Snit manages like he’s playing Baseball Mogul. In Baseball Mogul, you can sim by the week or the day. But it’s really buggy with how it hands days off when you play by the week, so you have to set the slider button to basically never give guys days off. So you play the week, everybody is tired at that point, but no one has a bench that can give wholesale days off, so then you end up simming by the day for a few days, putting your best couple bench guys into spots as you sim each day until your regulars are finally rested. And you might say, “Why don’t you just sim by the day the entire season?” Well, that takes too much time.
That’s Snit.
I referred to advanced batted ball measure which told us that last year Johan was expected to be slightly below average offensively while getting much better than average results (wOBA of .340 with and expected OBA of .310).
Really, I like Claude and hope he prospers and agree that Snitger has misused him all season. I doubt he is broken so much as out of sorts. I send him, rather than Reilly, down in hopes of fixing him for the playoffs.
I actually don’t think this is about Camargo. Culberson has also seen his starts disappear this year (from >50 GS to 3 GS this year!!), which just reinforces to me that when Snitker said publicly that there’s no platoon players in this lineup, he was stating that as an open fact. This year’s team is giving as many starts to the starters as health permits, which is even a stark contrast to last season when we saw Culberson making starts in the OF, a few at SS and 2B, etc.
Some will sneer at Snitker for that, but could the real culprit actually be Alex Anthopolous?

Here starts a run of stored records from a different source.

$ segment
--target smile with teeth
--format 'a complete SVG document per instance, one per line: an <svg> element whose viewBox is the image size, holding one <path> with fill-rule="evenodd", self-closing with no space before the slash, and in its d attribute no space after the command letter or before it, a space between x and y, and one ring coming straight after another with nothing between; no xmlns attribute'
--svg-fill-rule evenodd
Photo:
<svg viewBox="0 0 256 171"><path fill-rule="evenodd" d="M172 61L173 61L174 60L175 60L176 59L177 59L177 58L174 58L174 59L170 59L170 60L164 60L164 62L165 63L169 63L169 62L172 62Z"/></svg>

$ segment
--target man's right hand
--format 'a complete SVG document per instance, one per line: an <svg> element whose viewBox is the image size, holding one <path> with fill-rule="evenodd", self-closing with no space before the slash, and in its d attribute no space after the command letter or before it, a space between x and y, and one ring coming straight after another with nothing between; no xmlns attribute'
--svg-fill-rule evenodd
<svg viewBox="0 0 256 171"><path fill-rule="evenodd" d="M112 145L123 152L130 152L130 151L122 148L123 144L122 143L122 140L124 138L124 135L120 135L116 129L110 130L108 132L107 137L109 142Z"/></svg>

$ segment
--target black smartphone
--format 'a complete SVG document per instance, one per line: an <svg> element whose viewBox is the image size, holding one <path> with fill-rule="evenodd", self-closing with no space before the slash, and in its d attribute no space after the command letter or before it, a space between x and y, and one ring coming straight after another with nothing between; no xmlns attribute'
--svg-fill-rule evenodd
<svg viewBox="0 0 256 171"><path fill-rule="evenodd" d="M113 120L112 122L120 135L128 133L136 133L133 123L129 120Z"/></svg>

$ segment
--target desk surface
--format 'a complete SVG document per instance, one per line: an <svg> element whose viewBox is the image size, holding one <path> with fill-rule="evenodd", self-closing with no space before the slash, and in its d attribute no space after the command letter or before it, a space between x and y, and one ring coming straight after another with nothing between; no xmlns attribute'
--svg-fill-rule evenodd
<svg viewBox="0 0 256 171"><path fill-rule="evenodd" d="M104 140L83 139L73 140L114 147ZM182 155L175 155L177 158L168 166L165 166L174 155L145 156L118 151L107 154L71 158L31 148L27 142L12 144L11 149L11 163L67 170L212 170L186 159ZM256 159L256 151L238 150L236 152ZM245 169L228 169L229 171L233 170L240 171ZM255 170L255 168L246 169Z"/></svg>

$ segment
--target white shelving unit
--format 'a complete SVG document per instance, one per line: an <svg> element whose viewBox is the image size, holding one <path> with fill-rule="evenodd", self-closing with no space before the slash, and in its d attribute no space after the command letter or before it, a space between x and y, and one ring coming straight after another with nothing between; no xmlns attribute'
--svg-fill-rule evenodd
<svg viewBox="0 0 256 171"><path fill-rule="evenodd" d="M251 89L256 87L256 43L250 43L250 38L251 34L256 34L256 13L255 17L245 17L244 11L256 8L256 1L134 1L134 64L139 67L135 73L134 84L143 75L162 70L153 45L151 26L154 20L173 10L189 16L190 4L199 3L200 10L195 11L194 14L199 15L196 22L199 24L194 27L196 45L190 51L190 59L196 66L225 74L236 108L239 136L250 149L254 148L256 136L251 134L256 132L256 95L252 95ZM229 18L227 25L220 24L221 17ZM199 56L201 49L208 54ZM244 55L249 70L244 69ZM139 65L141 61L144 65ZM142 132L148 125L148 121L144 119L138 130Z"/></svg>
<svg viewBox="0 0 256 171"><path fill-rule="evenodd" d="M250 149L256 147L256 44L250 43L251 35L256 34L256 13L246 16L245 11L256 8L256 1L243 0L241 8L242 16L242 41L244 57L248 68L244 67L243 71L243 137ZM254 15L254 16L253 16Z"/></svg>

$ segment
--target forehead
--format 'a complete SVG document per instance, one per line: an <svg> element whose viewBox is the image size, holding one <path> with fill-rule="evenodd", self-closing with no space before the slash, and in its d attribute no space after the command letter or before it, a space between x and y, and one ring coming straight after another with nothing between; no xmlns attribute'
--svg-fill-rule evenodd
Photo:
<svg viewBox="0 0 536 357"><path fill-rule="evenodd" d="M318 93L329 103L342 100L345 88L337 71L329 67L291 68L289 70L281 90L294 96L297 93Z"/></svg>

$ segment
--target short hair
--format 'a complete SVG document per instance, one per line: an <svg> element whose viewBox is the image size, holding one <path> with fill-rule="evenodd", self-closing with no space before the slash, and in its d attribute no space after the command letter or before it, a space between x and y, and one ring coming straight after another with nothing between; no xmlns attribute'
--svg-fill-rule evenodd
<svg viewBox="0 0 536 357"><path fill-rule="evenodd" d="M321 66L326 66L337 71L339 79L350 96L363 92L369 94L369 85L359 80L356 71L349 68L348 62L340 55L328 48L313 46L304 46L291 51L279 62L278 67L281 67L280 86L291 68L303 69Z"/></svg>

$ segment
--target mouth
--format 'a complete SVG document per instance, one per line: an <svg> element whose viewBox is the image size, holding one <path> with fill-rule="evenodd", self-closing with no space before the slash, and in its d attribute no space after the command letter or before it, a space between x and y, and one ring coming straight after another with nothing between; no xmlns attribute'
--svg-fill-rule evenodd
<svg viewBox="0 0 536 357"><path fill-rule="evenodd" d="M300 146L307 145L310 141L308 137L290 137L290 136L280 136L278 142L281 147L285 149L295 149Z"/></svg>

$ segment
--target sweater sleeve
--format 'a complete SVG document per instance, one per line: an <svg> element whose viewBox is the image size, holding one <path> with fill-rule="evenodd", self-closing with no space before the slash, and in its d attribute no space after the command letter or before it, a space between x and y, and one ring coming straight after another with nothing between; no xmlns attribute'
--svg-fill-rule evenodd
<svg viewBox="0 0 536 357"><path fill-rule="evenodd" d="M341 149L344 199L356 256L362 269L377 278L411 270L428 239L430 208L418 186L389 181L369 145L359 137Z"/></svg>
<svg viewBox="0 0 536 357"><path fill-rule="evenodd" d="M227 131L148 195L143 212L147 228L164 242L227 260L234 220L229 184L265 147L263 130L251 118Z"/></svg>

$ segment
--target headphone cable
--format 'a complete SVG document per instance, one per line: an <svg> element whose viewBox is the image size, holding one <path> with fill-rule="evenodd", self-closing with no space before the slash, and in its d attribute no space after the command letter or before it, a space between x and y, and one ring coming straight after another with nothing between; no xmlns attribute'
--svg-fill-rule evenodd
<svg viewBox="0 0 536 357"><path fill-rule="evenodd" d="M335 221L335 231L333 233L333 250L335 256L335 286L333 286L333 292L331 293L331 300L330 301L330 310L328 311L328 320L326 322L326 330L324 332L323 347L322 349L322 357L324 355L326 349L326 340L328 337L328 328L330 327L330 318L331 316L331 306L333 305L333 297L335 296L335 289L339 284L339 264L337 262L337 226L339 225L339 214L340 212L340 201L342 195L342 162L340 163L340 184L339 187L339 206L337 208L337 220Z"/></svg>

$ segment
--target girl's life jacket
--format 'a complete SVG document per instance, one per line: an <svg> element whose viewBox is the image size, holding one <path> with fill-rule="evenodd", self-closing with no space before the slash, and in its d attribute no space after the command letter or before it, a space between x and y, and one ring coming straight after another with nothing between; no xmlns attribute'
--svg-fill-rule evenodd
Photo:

No, it’s totally on Snit, IMO. AA has given no indication that he’s having that much influence on the lineup. And Snit’s said multiple times that he’s pretty much going to play the every day guys every day. Dave Roberts, he is not.
In general, the GM’s job is to make 25-man roster, and the manager’s job is to make the lineup. Unless AA was giving direct orders — the kind of thing that Billy Beane used to have to fire managers till he found a guy who’d do as he was told — you’d have to assume that the no-platoons policy was Snit’s idea.
@ 20 Rob,
Agreed that you were very unscientific.
I think there is an 80% chance that last year was “peak Camargo.” I think that went into the thinking of the FO in getting Donaldson. Also, I think the FO on Donaldson was also AA seeing enough in that late season surge for Cleveland to think that something close to the “AA’s Jays” version of Donaldson was a probability.
Snitker has specifically made statements to the effect that we don’t have platoon players. But 99.9% of lefthanded hitters and probably 90% of righthanded hitters do have traditional platoon split differentials. “Any fool” (the protagonist in all “any fool can …” stories), can see that Markakis is a slightly above average rightfielder when batting against righthanders and a significantly below average rightfielder when batting against lefthanders. His entire career shows this. Not working Culberson and Camargo there is dumb.
The manager needs to get the egos in line to what it takes to win the division pennant (and in our case this year, in at least 2nd place overall). The manager doesn’t need to coddle the egos.
Yes, Camargo should’ve gotten more starts, but I think Rob is overlooking the fact that he just hasn’t been that good. He’s had over a week of starts to get it together here and hasn’t shown any sign at all of doing so. If it were just rust and all he needed was time to get back on track, you’d think we’d certainly have seen some improvement over the course of this week.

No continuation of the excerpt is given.